Saturday, March 01, 2008

Cliché: dead as a doornail

Meaning: dead like an inanimate object
Rewrite 1: dead as a paperweight
Rewrite 2: dead as a drill bit
Rewrite 3: dead as a casket
Rewrite 4: alive as an icecycle

Comment: The first two rewrites courtesy of John Shoemaker, a writer and editor in the Greater New York City Area via
LinkedIn, the professional networking site, with permission.

John was one of several who responded to a question I posed on LinkedIn, “Do clichés bother you?” Most who answered were very tolerant of clichés and those who use them. Most responders were writers or editors or both. None thought using clichés were the best first option of a writer, but most thought there was a place for using clichés.

What I have attempted to show in this Web log is that as writers and editors we are all better off avoiding clichés, although it is certain there are times when we can’t avoid them or when using them can be an advantage. Better is learning to rewrite or recast the original idea, which I do in each case by example. I think my colleagues agree in principle with that. In that case, the advantage is usually yours.


Check out the searchable alphabetical list of my cliché rewrites with the archive list at the right.

4 comments:

Anonymous said...

dead as IN a casket

wordsworth said...

Hi "anonymous," thanks for commenting.

Although your entry would make for an additional recasting of the original cliche, it wouldn't replace the rewrite I did. "Dead as a casket" parallels the original form. As an inanimate object, a casket is indeed dead, so it works.
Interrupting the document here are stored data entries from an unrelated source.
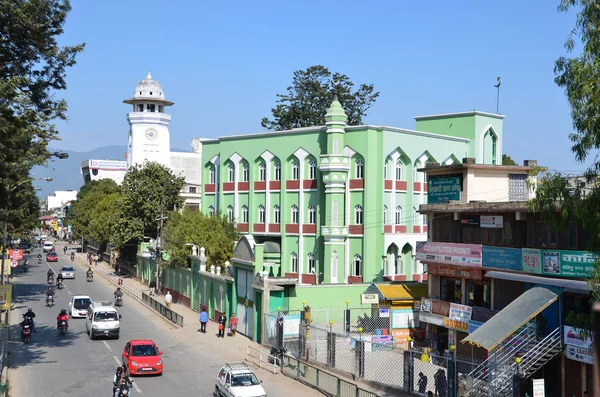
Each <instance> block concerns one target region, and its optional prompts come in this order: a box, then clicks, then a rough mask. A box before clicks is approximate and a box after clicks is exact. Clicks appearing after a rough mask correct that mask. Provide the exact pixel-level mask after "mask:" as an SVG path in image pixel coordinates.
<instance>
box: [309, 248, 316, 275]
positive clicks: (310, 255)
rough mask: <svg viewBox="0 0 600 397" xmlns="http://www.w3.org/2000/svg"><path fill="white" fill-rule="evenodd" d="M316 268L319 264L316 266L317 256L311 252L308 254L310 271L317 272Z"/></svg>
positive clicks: (309, 268) (310, 273)
mask: <svg viewBox="0 0 600 397" xmlns="http://www.w3.org/2000/svg"><path fill="white" fill-rule="evenodd" d="M316 268H317V266H316V262H315V256H314V255H313V253H312V252H311V253H310V254H308V272H309V273H310V274H315V273H316Z"/></svg>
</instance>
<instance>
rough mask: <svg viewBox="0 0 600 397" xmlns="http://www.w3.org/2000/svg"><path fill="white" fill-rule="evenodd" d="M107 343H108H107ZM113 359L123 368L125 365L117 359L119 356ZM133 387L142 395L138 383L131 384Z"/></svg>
mask: <svg viewBox="0 0 600 397" xmlns="http://www.w3.org/2000/svg"><path fill="white" fill-rule="evenodd" d="M105 342H106V341H105ZM113 358H114V359H115V361H116V362H117V365H118V366H122V365H123V364H122V363H121V361H119V359H118V358H117V356H113ZM131 384H132V385H133V388H134V389H135V391H137V392H138V393H140V394H141V393H142V390H141V389H140V388H139V387H138V385H137V383H135V382H132V383H131Z"/></svg>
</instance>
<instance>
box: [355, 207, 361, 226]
mask: <svg viewBox="0 0 600 397" xmlns="http://www.w3.org/2000/svg"><path fill="white" fill-rule="evenodd" d="M362 222H363V211H362V207H361V206H360V205H357V206H356V207H354V223H355V224H356V225H362Z"/></svg>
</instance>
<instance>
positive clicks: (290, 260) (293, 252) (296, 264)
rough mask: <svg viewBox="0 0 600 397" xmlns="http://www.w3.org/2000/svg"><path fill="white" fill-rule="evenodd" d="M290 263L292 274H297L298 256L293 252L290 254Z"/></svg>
mask: <svg viewBox="0 0 600 397" xmlns="http://www.w3.org/2000/svg"><path fill="white" fill-rule="evenodd" d="M290 262H291V268H292V273H298V255H297V254H296V253H295V252H292V255H290Z"/></svg>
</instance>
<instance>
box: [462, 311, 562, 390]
mask: <svg viewBox="0 0 600 397" xmlns="http://www.w3.org/2000/svg"><path fill="white" fill-rule="evenodd" d="M562 347H563V345H562V335H561V329H560V327H558V328H556V329H555V330H554V331H552V332H551V333H550V334H549V335H548V336H546V337H544V338H543V339H542V340H541V341H538V337H537V333H536V325H535V321H530V322H528V323H527V324H525V325H524V326H523V327H521V328H520V329H519V330H518V331H517V332H515V333H514V334H513V335H511V336H509V337H508V338H506V340H505V341H504V342H502V344H501V345H500V346H498V347H497V348H496V349H495V350H494V352H493V353H492V354H491V355H490V356H488V359H487V360H485V361H484V362H483V363H481V364H480V365H479V366H477V367H476V368H475V369H474V370H473V371H471V372H470V373H469V374H468V375H467V379H466V388H465V389H466V393H465V396H466V397H483V396H491V397H507V396H511V395H512V382H513V381H512V378H513V375H515V374H516V373H517V372H518V373H519V374H520V375H521V376H522V377H523V378H528V377H530V376H531V375H533V374H534V373H535V372H536V371H537V370H538V369H540V368H541V367H542V366H544V365H545V364H546V363H547V362H548V361H550V360H551V359H552V358H554V357H555V356H556V355H557V354H559V353H560V352H561V351H562ZM517 356H519V357H520V358H521V362H520V363H519V364H517V363H516V362H515V358H516V357H517Z"/></svg>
Consider this: You can be in a casket and not be dead. So while your suggestion may work on a surface level, it doesn't carry the metaphorical weight of an inanimate object like the casket itself, which is by its very nature non-living or dead.

Good try, though!

Tanya said...

Wow!! I just discovered your blog and love it!

wordsworth said...

Hi Tanya, glad you like the blog. I really have to get back to adding content. Thanks for the comment!